Gerne werden deutsche Politblogs von ihren Gegnern wie ihren Befürwortern mit ihren amerikanischen Pendants verglichen. Die Gegner verweisen auf Erfolg und Professionalität amerikanischer Blogs und attestieren den deutschen Blogs eine vergleichsweise chaotische und amateurhafte Struktur. Die Befürworter verweisen stattdessen lieber auf das Potential und die Kampagnenfähigkeit jenseits des Atlantiks. Beide Argumentationen laufen jedoch ins Leere, da sich der Vergleich schon alleine aus Gründen der unterschiedlichen medialen und politischen Systeme verbietet. Oder könnte sich hierzulande irgendwer ernsthaft vorstellen, dass die sozialen Netzwerke eine aktive Kampagne für den vermeintlichen Kanzlerkandidaten Sigmar Gabriel anstoßen? Ein Vergleich verbietet sich auch aus dem Grund, dass amerikanische Blogs hierzulande nicht unter dem Label “Blog”, sondern als “Online-Magazin” geführt würden – Unternehmen, wie die jüngst für 315 Millionen US$ verkaufte Huffington Post, verfügen über ein Budget von mehreren Millionen Dollar und beschäftigen mehr hochqualifizierte Vollzeitmitarbeiter als viele deutsche Verlagshäuser. Ein Vergleich mit deutschen Blogs, die sich meist ausschließlich über Spenden finanzieren und ehrenamtlich oder im Nebenerwerb betrieben werden, verbietet sich daher. Hätte die deutsche Blogosphäre vergleichbare finanzielle und personelle Möglichkeiten, sähe die Welt auch hierzulande anders aus. Dem ist aber bekanntlich nicht so.

Prognose

Es wäre gegenüber den Lesern auch vermessen, den Einfluss von Blogs rein quantitativ messen zu wollen. Wenn es um die Aufklärungsarbeit geht, zählt ein durchschnittlicher Blogleser ungleich mehr, als ein passiver Konsument einer Polittalkshow. Blogleser sind oft selbst Multiplikatoren, die die Arbeit der Blogger in der Offline-Welt fortsetzen. Wie aus dem Feedback vieler Leser klar wird, nutzen sie die gewonnen Informationen nicht nur zur eigenen Meinungsbildung, sondern auch im privaten oder beruflichen Umfeld zur Argumentation gegen vorhandene Mainstreammeinungen. Blogs sind in diesem Kontext ein wahrhaft interaktives Medium. Die Autoren greifen auf Hinweise und Erfahrungen ihrer Leser zurück, während die Leser ihrerseits oft die Hinweise und Analysen der Autoren rezipieren. Die Bindung zwischen Leser und Autor ist wohl in keinem Medium so groß wie bei den Blogs. Wenn Blogs ihre Wirkmächtigkeit ausbauen wollen, so ist dies daher nur zusammen mit den Lesern möglich.

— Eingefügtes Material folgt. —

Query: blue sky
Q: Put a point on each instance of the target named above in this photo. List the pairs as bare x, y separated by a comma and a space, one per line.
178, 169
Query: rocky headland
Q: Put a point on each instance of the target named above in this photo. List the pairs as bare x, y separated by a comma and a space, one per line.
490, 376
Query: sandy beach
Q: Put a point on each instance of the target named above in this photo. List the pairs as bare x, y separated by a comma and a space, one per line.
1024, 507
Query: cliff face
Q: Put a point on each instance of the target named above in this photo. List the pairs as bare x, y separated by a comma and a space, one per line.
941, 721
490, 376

Ob die deutschen Politblogger ihre Relevanz mittelfristig erhöhen können, ist jedoch ungewiss und an verschiedene Faktoren gekoppelt:

  • Kann ein stärke Vernetzung innerhalb der Blogosphäre möglich und zielführend sein?
  • Ist es möglich, die personellen und finanziellen Ressourcen zu verbessern?
  • Gelingt es den Blogs, sich vor Abmahnungen und politischer wie wirtschaftlicher Einflussnahme zu schützen?
  • Reicht die Verbreitung über soziale Netzwerke (online wie offline) aus, um die Leserschaft signifikant zu erweitern?

Wenn sich all diese Fragen bejahen lassen, steht den Medien womöglich ein Strukturwechsel bevor, bei dem die Blogs das Monopol der Medienkonzerne aufbrechen könnten. Bis dahin ist es jedoch noch ein weiter Weg. Aber sogar der längste Marsch beginnt mit dem ersten Schritt.